Elsewhere, it is indicated his orthosis is a single iron frame for both legs. And although mobile with his crutch and able to use both arms, his voice is weak and plaintive and he has at least one withered hand.

“This constellation of clinical phenomena is resistant to a unitary diagnosis, other than through robust use of Crabtree’s bludgeon, a humorous scientific maxim which is that no set of mutually inconsistent observations can exist for which some human intellect cannot conceive a coherent explanation, however complicated,” Dr O’Neill writes in Archives of Disease in Childhood (link here).

Nevertheless, many putative diagnoses have offered in the medical literature over the years.

Common among these type 1 distal renal tubular acidosis, tuberculosis, rickets, scurvy, syphilis, cerebral palsy, spinal dysraphism, muscular dystrophy.

Authors have also taken pains to understand the potential sociological and environmental causes of Tiny Tim’s condition.

As Dr O’Neill points out, some commentators have even tried to link their diagnostic quest to Charles Dickens’ own ailments, particularly kidney disease and nephrolithiasis.

But all of these attempts eventually came to a dead end, she says.

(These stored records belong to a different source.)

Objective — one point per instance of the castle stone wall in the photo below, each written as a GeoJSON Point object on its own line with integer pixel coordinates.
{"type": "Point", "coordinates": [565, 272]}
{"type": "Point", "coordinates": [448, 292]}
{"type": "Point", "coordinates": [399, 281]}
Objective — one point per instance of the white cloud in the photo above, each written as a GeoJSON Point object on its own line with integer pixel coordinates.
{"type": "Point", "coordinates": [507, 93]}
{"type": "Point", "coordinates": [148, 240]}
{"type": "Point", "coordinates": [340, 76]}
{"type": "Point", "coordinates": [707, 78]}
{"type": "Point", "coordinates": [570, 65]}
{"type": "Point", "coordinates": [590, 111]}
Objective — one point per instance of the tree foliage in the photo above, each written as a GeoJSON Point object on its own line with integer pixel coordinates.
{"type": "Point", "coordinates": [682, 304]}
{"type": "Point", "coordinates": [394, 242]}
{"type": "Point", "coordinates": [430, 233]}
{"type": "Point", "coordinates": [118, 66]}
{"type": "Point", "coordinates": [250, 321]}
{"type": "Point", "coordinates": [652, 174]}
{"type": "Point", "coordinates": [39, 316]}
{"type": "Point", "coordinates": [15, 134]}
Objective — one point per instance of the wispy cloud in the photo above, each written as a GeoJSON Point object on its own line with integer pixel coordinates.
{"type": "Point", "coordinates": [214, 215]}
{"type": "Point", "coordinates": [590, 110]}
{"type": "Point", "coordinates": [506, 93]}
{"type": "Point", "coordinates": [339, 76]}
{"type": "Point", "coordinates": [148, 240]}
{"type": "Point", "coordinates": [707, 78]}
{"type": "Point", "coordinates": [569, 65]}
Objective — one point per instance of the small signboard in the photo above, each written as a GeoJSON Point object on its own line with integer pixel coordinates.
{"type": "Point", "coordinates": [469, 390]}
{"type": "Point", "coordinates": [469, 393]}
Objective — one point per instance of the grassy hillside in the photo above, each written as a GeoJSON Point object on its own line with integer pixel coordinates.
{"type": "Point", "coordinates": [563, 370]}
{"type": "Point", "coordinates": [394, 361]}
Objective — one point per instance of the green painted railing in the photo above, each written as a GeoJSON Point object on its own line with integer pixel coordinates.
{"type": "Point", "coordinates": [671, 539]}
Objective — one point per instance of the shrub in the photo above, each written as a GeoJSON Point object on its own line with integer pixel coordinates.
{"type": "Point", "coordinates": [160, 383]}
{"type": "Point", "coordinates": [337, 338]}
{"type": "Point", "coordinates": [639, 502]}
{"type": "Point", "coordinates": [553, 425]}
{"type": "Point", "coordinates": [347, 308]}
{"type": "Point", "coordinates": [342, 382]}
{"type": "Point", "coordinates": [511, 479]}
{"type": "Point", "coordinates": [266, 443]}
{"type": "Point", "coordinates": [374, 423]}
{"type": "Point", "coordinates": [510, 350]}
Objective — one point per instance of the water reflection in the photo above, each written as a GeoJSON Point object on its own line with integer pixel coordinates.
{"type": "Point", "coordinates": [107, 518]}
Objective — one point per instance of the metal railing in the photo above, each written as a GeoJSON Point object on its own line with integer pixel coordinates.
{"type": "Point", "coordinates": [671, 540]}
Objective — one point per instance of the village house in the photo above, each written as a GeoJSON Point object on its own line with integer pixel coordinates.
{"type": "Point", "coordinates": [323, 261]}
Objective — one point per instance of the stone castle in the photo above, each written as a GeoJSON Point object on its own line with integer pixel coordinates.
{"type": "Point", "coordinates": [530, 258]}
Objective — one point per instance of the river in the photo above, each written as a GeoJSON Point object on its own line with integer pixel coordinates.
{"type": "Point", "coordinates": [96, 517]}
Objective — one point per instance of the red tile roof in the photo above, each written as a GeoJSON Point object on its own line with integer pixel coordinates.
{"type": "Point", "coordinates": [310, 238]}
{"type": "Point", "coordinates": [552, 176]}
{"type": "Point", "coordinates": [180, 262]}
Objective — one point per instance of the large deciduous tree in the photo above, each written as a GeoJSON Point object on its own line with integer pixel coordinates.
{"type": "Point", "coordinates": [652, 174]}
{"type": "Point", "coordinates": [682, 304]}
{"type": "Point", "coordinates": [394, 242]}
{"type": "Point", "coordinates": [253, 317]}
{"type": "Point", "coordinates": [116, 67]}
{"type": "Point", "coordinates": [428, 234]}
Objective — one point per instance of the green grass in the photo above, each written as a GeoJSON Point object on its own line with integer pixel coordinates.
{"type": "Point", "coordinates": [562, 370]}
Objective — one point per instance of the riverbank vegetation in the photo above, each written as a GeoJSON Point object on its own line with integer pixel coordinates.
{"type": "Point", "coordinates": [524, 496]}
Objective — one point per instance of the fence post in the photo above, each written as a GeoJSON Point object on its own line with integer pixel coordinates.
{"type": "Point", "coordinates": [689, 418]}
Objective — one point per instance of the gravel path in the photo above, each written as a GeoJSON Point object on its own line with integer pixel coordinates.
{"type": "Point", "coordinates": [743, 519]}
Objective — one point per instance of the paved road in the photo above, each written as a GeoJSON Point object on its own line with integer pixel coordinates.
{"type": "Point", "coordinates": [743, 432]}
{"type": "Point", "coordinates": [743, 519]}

“In the face of the widespread social and environmental inequalities of early Victorian England, Tiny Tim’s condition defies a medical explanation for resolution through better employment prospects for his father, or indeed generous servings of prize turkey,” she writes.

“Perhaps as a profession we have been seduced by the sharp eye of Dickens in his descriptions of over 40 different illnesses in his novels. Some of these accurately described syndromes well before their formulation by clinical medicine.”

Even so, there are nuggets of gold in the text for child health clinicians, particularly the transition from logic to feeling and fantasy in the narrative, Dr O’Neill argues.

“Just as Scrooge is liberated from his hard, logical and unfeeling attitudes towards the poor and disadvantaged and learns to value humanity and warmth, so too can we relax our diagnostic impulses and instead savour the power of this masterpiece to widen our horizons on the human condition.”

She concludes: “As the fates of Tiny Tim reveal, a reflective study of key texts in literature is a potent force to liberate us from a focus on the mechanics of daily clinical practice towards a broader understanding of complexity, paradox and the social dynamics of the world in which we work.”

“If we can accomplish this, then indeed as Tiny Tim concludes at the end of the novel, God might bless us everyone, a sentiment understood and welcomed in a pluralist society of many religions and none.”